Jak podaje lubelska policja mundurowi z Zamościa dostali zgłoszenie o pijanym i agresywnym 41-latku, który miał dobijać się do drzwi mieszkania swojej partnerki.
- Kobieta poprosiła nas o pomoc, bo obawiała się zachowania ze strony swojego partnera, który pijany dobijał się do drzwi jej mieszkania. Interweniujący mundurowi na klatce schodowej bloku zobaczyli nietrzeźwego mężczyznę, który miał problemy z utrzymaniem równowagi. Krzyczał. Był agresywny - informuje policja.
Nietrzeźwym awanturnikiem był 41-letni mieszkaniec Zamościa. Zdaniem policji mężczyzna swoim zachowaniem stwarzał zagrożenie, dlatego podjęto decyzję o przewiezieniu go do zamojskiego Ośrodka dla Osób Nietrzeźwych czyli Izby Wytrzeźwień.

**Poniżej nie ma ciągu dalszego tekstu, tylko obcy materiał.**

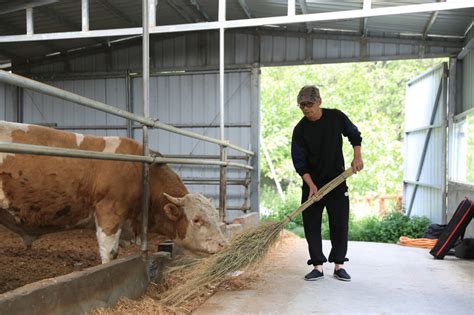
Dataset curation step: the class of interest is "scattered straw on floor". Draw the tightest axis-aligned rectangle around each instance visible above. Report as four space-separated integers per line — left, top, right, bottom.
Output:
91 230 300 315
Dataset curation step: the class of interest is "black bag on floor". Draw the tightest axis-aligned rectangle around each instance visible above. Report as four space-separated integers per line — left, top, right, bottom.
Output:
423 223 448 240
454 238 474 259
430 198 474 259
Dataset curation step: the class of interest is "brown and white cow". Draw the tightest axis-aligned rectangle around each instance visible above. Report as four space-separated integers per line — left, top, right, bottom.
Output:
0 121 227 263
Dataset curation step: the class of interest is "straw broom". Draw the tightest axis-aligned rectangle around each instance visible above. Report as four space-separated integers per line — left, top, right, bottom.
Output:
160 168 354 307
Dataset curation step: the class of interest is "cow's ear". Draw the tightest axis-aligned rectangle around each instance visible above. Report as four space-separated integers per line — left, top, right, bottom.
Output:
163 203 183 221
163 193 184 207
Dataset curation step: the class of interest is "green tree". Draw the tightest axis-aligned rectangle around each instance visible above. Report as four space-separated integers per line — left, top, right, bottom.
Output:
261 59 443 200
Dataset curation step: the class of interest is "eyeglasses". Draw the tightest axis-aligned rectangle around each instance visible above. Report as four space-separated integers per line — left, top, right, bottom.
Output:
298 102 314 109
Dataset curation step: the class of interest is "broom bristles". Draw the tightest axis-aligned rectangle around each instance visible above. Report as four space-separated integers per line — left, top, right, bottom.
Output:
160 168 353 307
161 221 285 307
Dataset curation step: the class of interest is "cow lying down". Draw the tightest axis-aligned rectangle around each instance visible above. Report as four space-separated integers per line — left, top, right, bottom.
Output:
0 121 227 263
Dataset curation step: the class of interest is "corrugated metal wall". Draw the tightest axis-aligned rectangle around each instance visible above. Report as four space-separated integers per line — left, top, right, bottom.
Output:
6 70 259 220
25 30 460 73
23 78 127 136
403 65 446 223
0 83 17 121
462 45 474 114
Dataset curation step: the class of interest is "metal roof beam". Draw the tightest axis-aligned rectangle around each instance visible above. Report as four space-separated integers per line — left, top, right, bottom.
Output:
95 0 137 26
0 20 65 54
239 0 254 19
360 0 372 37
298 0 313 33
36 7 108 45
166 0 198 23
0 0 474 42
423 0 445 39
0 48 26 61
190 0 211 22
0 0 59 15
457 38 474 60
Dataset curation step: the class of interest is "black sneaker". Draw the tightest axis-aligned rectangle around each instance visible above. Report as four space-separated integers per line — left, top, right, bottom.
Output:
304 269 324 281
334 268 351 281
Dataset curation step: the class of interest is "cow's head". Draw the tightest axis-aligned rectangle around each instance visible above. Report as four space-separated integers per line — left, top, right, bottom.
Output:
158 193 228 254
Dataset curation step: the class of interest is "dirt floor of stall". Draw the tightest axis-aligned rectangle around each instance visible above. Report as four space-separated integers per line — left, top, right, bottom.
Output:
193 236 474 315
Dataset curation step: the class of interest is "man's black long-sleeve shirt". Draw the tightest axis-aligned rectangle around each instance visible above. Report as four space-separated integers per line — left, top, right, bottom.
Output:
291 108 362 188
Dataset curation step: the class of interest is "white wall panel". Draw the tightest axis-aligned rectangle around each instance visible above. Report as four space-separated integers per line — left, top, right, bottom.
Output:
0 82 17 121
462 48 474 114
403 65 446 223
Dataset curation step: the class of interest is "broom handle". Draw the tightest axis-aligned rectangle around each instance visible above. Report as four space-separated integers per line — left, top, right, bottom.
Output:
283 168 354 224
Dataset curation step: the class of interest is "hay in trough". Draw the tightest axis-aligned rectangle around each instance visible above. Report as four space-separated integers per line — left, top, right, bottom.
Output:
160 168 354 307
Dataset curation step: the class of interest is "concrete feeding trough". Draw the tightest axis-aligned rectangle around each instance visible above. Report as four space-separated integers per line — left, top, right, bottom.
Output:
0 252 170 315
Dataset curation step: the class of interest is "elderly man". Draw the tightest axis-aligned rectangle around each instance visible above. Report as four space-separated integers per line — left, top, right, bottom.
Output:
291 85 364 281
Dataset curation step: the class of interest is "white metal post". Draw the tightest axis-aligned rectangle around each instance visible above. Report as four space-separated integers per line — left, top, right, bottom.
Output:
26 7 35 35
81 0 89 32
219 0 226 222
141 0 153 258
288 0 296 16
148 0 158 27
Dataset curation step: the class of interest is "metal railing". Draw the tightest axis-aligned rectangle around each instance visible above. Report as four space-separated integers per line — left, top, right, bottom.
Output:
0 70 254 156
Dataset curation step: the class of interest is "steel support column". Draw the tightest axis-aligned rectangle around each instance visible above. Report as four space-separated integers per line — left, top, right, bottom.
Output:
140 0 153 258
219 0 227 222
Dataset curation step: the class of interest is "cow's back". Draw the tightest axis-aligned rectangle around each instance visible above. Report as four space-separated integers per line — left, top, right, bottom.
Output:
0 122 142 235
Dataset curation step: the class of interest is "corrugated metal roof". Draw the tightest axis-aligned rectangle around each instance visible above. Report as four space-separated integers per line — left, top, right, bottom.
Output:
0 0 474 60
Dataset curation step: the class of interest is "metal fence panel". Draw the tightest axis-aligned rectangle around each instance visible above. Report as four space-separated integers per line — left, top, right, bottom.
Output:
404 64 446 223
132 71 256 221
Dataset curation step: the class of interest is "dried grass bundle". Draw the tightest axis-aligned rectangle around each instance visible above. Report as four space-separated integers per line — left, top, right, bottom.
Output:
160 168 354 307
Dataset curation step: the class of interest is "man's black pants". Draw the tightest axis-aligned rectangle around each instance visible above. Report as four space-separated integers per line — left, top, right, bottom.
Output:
301 184 349 266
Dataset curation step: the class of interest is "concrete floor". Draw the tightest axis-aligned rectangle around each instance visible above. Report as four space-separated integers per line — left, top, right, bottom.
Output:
193 239 474 315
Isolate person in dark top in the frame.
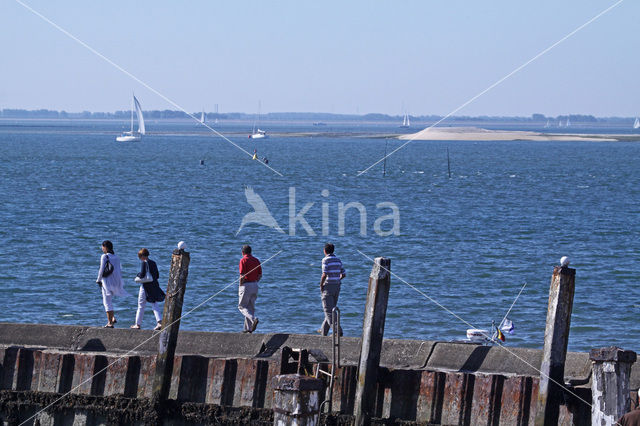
[131,248,165,330]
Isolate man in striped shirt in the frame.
[318,243,346,336]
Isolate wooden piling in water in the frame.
[153,249,190,401]
[354,257,391,426]
[535,266,576,426]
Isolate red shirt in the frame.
[240,254,262,282]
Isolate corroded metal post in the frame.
[589,346,637,426]
[271,374,323,426]
[354,257,391,425]
[535,266,576,426]
[153,249,190,401]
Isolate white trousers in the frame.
[238,281,258,331]
[136,285,162,326]
[100,284,113,312]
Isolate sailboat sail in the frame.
[133,96,145,135]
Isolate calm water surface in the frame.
[0,122,640,350]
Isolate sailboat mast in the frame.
[382,141,389,177]
[131,95,135,133]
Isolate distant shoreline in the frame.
[398,127,640,142]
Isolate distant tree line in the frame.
[0,109,634,123]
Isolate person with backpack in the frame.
[131,248,165,330]
[96,240,129,328]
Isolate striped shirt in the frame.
[322,254,344,284]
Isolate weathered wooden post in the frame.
[589,346,637,426]
[153,245,190,401]
[271,374,323,426]
[535,258,576,426]
[354,257,391,426]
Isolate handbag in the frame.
[102,256,113,278]
[135,262,153,284]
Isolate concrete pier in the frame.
[0,323,620,425]
[589,346,637,426]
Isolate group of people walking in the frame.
[238,243,347,336]
[96,240,346,336]
[96,240,165,330]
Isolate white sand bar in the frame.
[398,127,640,141]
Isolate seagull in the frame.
[236,186,285,235]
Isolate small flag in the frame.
[500,318,515,334]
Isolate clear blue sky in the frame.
[0,0,640,116]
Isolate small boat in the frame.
[400,112,411,128]
[249,101,268,139]
[116,95,145,142]
[249,129,268,139]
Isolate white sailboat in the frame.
[249,102,268,139]
[116,95,145,142]
[400,112,411,128]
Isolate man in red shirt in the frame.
[238,245,262,333]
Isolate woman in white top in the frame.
[96,240,129,328]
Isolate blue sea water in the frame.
[0,121,640,351]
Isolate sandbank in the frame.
[398,127,640,141]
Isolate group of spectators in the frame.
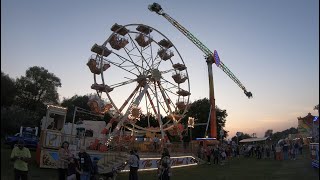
[197,144,240,164]
[11,140,171,180]
[197,141,303,164]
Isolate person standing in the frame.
[67,157,81,180]
[275,144,282,161]
[10,140,31,180]
[205,146,211,165]
[128,150,139,180]
[57,141,71,180]
[79,147,93,180]
[153,134,159,152]
[158,148,171,180]
[213,147,219,164]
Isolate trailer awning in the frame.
[239,137,268,142]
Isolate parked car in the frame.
[4,133,39,149]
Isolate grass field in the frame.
[1,146,319,180]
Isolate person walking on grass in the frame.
[205,146,212,165]
[67,157,82,180]
[158,148,171,180]
[57,141,71,180]
[79,147,93,180]
[11,140,31,180]
[128,150,140,180]
[213,147,219,164]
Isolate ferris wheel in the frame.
[87,23,190,137]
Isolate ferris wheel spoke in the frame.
[114,53,147,74]
[150,85,168,114]
[104,59,138,76]
[119,85,140,112]
[129,34,151,72]
[158,81,176,114]
[123,47,141,74]
[161,77,180,95]
[146,91,158,114]
[110,78,138,88]
[160,69,175,74]
[157,81,172,114]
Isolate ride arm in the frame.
[148,3,252,98]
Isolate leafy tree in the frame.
[231,133,251,142]
[182,98,228,139]
[271,127,298,142]
[1,106,41,136]
[264,129,273,137]
[16,66,61,115]
[61,95,101,122]
[1,71,17,107]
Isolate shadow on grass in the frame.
[1,146,319,180]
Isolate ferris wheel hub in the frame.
[151,69,162,81]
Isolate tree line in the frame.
[1,66,304,142]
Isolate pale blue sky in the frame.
[1,0,319,136]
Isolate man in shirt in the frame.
[11,140,31,180]
[128,150,139,180]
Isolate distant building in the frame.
[298,113,319,141]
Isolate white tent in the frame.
[239,137,268,142]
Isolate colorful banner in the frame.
[40,149,198,171]
[310,143,319,168]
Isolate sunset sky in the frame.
[1,0,319,137]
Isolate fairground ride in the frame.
[148,3,252,138]
[87,23,190,141]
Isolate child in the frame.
[67,157,82,180]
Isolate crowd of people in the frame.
[11,136,303,180]
[197,141,303,164]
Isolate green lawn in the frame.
[1,146,319,180]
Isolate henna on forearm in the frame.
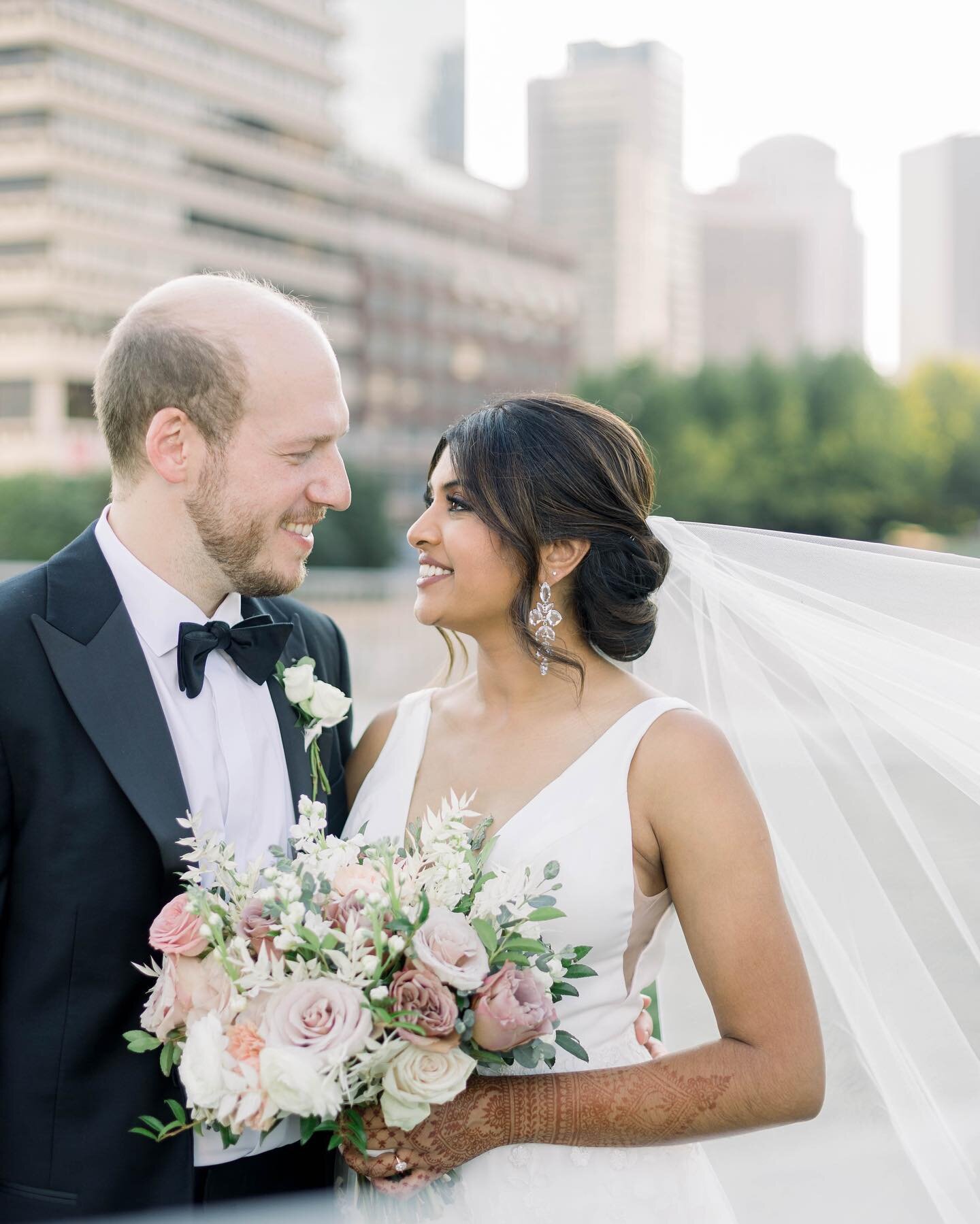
[493,1038,789,1147]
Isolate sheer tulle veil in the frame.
[634,516,980,1224]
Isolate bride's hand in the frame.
[634,995,666,1059]
[340,1076,511,1193]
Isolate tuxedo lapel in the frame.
[31,527,187,874]
[242,597,312,818]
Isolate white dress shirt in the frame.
[95,507,299,1165]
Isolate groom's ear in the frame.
[542,540,591,586]
[146,408,202,484]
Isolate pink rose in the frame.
[412,906,490,991]
[235,897,282,957]
[140,956,186,1042]
[174,953,238,1025]
[391,968,459,1051]
[329,863,385,897]
[473,961,559,1051]
[263,978,371,1066]
[150,892,208,956]
[323,890,371,930]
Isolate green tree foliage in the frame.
[0,470,395,568]
[577,352,980,540]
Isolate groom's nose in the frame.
[306,444,350,510]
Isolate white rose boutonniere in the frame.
[276,655,350,799]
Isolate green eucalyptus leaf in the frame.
[519,906,566,922]
[470,918,497,956]
[555,1028,589,1063]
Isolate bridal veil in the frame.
[634,516,980,1224]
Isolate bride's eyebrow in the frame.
[425,480,462,502]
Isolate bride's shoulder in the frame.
[344,689,431,804]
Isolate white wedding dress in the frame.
[344,689,735,1224]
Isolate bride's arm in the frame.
[352,711,823,1176]
[344,705,398,808]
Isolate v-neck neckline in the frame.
[401,689,663,852]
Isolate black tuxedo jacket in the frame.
[0,527,350,1221]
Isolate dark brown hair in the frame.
[429,394,670,679]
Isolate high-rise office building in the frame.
[523,43,698,367]
[696,136,864,361]
[902,135,980,369]
[0,0,358,469]
[0,0,578,489]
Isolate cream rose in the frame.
[140,956,185,1042]
[179,1014,228,1109]
[283,660,316,705]
[303,680,350,727]
[259,1045,340,1117]
[412,906,490,991]
[262,978,371,1066]
[381,1045,476,1131]
[175,953,239,1025]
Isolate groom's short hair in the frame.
[93,273,312,482]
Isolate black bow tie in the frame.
[176,613,293,697]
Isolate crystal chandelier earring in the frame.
[528,569,561,676]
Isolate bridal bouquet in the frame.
[124,793,594,1149]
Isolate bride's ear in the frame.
[540,540,591,586]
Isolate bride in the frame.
[344,395,824,1224]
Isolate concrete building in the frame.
[523,43,698,368]
[0,0,359,470]
[696,136,864,361]
[0,0,577,497]
[338,0,466,173]
[902,135,980,369]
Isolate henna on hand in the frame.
[506,1057,732,1147]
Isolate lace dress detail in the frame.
[346,691,735,1224]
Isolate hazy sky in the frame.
[467,0,980,371]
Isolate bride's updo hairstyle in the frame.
[429,394,670,677]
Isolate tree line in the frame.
[576,352,980,540]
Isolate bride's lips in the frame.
[415,553,453,590]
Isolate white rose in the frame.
[179,1012,228,1109]
[258,1045,342,1117]
[381,1045,476,1131]
[283,662,316,704]
[304,680,350,727]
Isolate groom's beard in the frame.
[185,457,306,597]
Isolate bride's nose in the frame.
[406,506,440,550]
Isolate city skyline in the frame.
[467,0,980,374]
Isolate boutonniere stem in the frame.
[276,655,350,799]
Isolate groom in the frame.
[0,276,350,1221]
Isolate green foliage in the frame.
[576,352,980,540]
[0,470,395,568]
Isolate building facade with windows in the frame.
[902,135,980,369]
[0,0,578,506]
[523,43,698,368]
[697,136,864,361]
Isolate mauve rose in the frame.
[235,897,282,957]
[262,978,371,1066]
[412,906,490,991]
[150,892,208,956]
[329,863,385,897]
[473,961,559,1051]
[391,968,459,1051]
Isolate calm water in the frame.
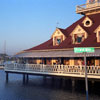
[0,70,100,100]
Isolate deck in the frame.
[76,1,100,14]
[4,63,100,79]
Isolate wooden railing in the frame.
[76,1,100,13]
[4,63,100,75]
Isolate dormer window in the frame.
[97,31,100,42]
[82,17,93,27]
[52,28,66,46]
[71,25,87,44]
[73,33,84,44]
[94,26,100,42]
[54,36,63,46]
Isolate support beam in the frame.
[6,72,9,82]
[23,74,26,84]
[26,74,29,83]
[72,79,75,88]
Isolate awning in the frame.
[15,49,100,58]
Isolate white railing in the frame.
[4,63,100,75]
[76,1,100,13]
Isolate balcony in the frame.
[76,1,100,15]
[4,63,100,79]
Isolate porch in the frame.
[4,63,100,79]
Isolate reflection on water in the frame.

- W czasie doprowadzenia mężczyzna przeprosił policjantów za swoje zachowanie i w zamian za wypuszczenie go do domu zaproponował łapówkę. Nie wskazał konkretniej kwoty, jednak zaproponował alternatywną korzyść – zakupienie pizzy - informuje asp. Dorota Krukowska – Bubiło, rzecznik zamojskiej komendy.
Policjanci o próbie przekupstwa poinformowali dyżurnego, a zatrzymanego mężczyznę do komendy, gdzie 41-latek został zbadany alkomatem. Wynik badania wykazał dwa promile alkoholu w organizmie.